In general, the primitive tribes of the islands seem to have weathered the tsunami better than expected. There are reports that they moved to higher ground before the wave hit. This has even led to some speculation that the tribes possess a paranormal "remote viewing" capability, such that they could see the wave approaching beyond human eyesight. A more prosaic, but still intriguing, explanation is that they followed the movements of birds and wildlife that fled in response to tremors or other environmental cues.

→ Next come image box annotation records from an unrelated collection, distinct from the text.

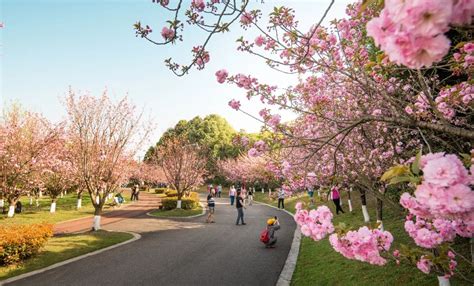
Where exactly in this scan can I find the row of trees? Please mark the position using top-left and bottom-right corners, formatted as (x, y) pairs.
(0, 90), (156, 229)
(135, 0), (474, 283)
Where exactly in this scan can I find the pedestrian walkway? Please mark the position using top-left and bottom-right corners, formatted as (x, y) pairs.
(54, 192), (161, 234)
(9, 198), (296, 286)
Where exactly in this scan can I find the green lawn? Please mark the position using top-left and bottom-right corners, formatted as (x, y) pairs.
(150, 206), (202, 217)
(255, 192), (474, 286)
(0, 189), (130, 225)
(0, 231), (133, 280)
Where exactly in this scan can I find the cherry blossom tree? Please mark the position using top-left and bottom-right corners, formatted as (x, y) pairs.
(135, 0), (474, 283)
(40, 132), (80, 213)
(154, 136), (207, 208)
(0, 105), (58, 217)
(65, 90), (148, 230)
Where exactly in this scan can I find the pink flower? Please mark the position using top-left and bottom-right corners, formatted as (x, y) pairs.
(403, 0), (453, 36)
(423, 154), (469, 187)
(161, 27), (174, 41)
(191, 0), (206, 12)
(445, 184), (474, 214)
(267, 114), (281, 128)
(240, 12), (253, 26)
(255, 35), (265, 47)
(416, 255), (433, 274)
(229, 99), (240, 110)
(247, 148), (260, 157)
(216, 69), (229, 83)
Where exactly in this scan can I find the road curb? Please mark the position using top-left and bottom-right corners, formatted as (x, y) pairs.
(0, 230), (142, 286)
(254, 201), (301, 286)
(146, 202), (206, 219)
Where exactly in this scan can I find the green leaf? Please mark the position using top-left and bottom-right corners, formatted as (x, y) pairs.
(389, 176), (416, 185)
(459, 153), (471, 168)
(380, 165), (410, 181)
(411, 149), (422, 175)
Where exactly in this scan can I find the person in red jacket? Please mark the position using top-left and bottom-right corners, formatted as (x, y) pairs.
(330, 186), (344, 214)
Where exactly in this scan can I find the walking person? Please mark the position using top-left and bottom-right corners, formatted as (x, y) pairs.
(247, 188), (253, 206)
(229, 185), (236, 206)
(308, 187), (314, 206)
(130, 185), (137, 201)
(330, 186), (344, 214)
(217, 184), (222, 198)
(235, 190), (246, 225)
(265, 217), (280, 248)
(278, 188), (285, 209)
(206, 193), (216, 223)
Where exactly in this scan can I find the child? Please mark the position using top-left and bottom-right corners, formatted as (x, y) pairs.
(206, 194), (216, 223)
(265, 217), (280, 248)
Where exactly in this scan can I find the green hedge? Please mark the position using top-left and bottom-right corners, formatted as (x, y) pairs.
(0, 224), (53, 265)
(165, 189), (178, 197)
(161, 190), (199, 210)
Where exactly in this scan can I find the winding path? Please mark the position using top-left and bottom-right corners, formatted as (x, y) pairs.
(8, 198), (296, 286)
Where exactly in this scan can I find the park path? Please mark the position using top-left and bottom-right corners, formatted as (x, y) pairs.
(54, 192), (161, 234)
(9, 198), (296, 286)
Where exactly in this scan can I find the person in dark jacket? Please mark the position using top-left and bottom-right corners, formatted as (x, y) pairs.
(265, 217), (280, 248)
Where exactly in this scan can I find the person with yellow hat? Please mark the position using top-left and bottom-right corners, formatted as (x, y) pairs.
(265, 217), (280, 248)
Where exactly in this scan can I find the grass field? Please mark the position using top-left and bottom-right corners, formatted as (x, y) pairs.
(0, 231), (133, 280)
(255, 189), (474, 286)
(0, 189), (130, 225)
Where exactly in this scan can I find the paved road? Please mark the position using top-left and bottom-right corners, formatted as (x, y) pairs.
(8, 199), (296, 286)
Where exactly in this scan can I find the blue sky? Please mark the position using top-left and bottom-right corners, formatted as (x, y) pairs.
(0, 0), (349, 152)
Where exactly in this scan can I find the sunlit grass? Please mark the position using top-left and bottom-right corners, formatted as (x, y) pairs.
(0, 190), (130, 225)
(0, 231), (133, 280)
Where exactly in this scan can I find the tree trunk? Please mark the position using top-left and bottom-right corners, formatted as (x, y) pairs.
(92, 206), (101, 231)
(360, 189), (370, 223)
(176, 192), (181, 209)
(376, 198), (384, 231)
(7, 198), (18, 217)
(347, 188), (352, 212)
(7, 205), (15, 217)
(49, 198), (58, 213)
(76, 192), (82, 209)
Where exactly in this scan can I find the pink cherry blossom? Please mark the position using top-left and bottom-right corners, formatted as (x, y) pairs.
(255, 35), (265, 47)
(161, 27), (175, 41)
(216, 69), (229, 83)
(423, 155), (469, 187)
(229, 99), (240, 110)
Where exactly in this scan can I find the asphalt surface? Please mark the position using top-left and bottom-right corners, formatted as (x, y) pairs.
(7, 199), (296, 286)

The Sentinelese are a hunter-gatherer people who wear no clothing, do not plant crops, and have minimal use of fire. Other tribes in the Andaman and Nicobar islands that have, or are in transition from, pre-modern modes of existence include the Jarawas, Onges, and Shom Pens. The populations and territories of the tribes have long been under pressure; the British brought new diseases in the 19th century, Japan invaded in World War II, and India (which governs the islands) has sent numerous settlers and refugees in recent decades.

I am not one to romanticize a primitive existence, and would not trade my life as a Manhattan apartment-dweller for a hunter-gatherer lifestyle in 10,000 years. Nonetheless, there is a great deal that will be lost if and when the last of Earth's primitive tribes merge into the broader society around them (or, more darkly, just cease to exist). Their intimate local knowledge of their environments (which seems to have been crucial in surviving the tsunami) is a valuable but perishable good. Their languages (such as the Sentinelese language, known to no outsider) might offer insights into the evolution of language.

It might seem that the tribal islanders are merely an anachronism, a vestige of millennia past. However, in some ways, they might also be representative of the future, especially if one takes a long view. It is often argued that globalization is bringing about cultural homogeneity; indeed, that is what many of its critics hate about it. But technology and market economics, the drivers of globalization, often have consequences in the opposite direction, opening up niches that did not exist before. For better and sometimes worse, they give people opportunities to live differently from others.

In the longer run, people might engage in physical migrations in some ways reminiscent of those that reached far-flung ocean islands millennia ago. Space colonization, much like the early movements of humanity, will involve traveling over vast distances, often without plans to return. It will also involve splitting off to different destinations and then going it alone for long periods of time. Our descendants may feel they have a considerable amount in common with the tribes of the Andaman and Nicobar Islands.